I would find and pursue a different cause in the circumstances.

As to the effective date of the Collective Bargaining Agreement, it is on record that the parties negotiated and agreed on 1st July, 2013 as the effective date.  It was also agreed that the Collective Bargaining Agreement would run for four years up to 30th June, 2017.  This court cannot afford to amend an agreed position except on very exceptional circumstances which are not apparent in the present situation.

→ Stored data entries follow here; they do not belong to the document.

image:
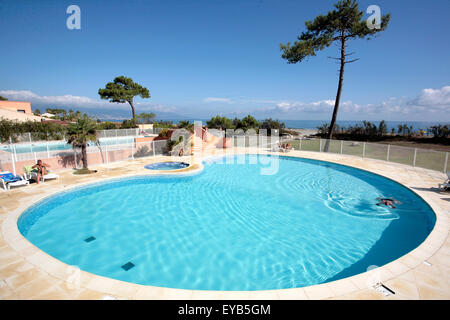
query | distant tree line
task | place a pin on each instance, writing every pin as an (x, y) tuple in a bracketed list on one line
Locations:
[(371, 131), (246, 123)]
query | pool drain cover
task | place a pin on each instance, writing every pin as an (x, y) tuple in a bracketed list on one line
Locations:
[(383, 289), (127, 266), (91, 238)]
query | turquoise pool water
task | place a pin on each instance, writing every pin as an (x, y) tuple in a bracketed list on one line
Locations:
[(59, 145), (231, 227)]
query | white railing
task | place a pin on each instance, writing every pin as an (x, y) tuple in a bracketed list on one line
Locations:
[(416, 157), (119, 145)]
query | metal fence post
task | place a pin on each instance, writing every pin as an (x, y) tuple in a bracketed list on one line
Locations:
[(106, 151), (445, 163)]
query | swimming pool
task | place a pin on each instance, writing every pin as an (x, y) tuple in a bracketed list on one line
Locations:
[(170, 165), (231, 227)]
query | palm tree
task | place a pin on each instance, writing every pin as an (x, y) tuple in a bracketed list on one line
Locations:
[(80, 133)]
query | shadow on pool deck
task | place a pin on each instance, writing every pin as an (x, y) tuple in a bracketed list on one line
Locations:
[(385, 250)]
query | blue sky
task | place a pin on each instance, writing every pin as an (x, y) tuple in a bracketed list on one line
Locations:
[(202, 58)]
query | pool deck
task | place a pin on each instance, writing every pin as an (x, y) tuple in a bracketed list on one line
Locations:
[(26, 272)]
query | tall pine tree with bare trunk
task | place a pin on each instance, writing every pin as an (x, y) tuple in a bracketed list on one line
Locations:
[(340, 25)]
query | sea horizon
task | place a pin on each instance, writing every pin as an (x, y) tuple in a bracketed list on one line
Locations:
[(313, 124)]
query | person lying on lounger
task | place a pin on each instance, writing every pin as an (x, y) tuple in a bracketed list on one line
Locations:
[(388, 202), (41, 169)]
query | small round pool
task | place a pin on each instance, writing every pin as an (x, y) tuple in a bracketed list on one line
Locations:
[(250, 222), (167, 165)]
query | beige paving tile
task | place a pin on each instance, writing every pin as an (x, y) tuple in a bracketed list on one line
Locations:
[(342, 287), (431, 280), (402, 287), (35, 288), (318, 292), (148, 293)]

I therefore find in favour of the claimant union and order as follows;-

THAT this court adopts and enforces the agreement of the parties in the various items as hereunder;-

Article 14 – Leave allowance

Article 27 – Commuter allowance

Article 28 – Medical risk allowance

Article 38 – Hardship allowance

Article 41 – General wage increase

Article 45 – Heads of units allowance

Article 46 – Basic salaries  wages

Article 50 – Effective date

THAT the effective date of the Collective Bargaining Agreement shall be 1st July, 2013 and as agreed inter partes.

THATthe Collective Bargaining Agreement shall be in force for a period of four years and expire on 30th June, 2017.

THAT the claimant union be and is hereby allowed and authorized to recruit its union membership from staff cadres and categories MR 11 to MR 15.

THAT the Collective Bargaining Agreement be executed by the parties within fourteen days from the date of this order of court.

THAT the costs of this application and entire dispute shall be borne by the respondent.

Dated, delivered and signed this 18th day of June, 2014.

D.K. Njagi Marete

JUDGE

Appearances

Mr. Zacharia Achacha for the claimant.

Mr. R.M. Muthanga instructed by the Federation of Kenya Employers for the Respondents.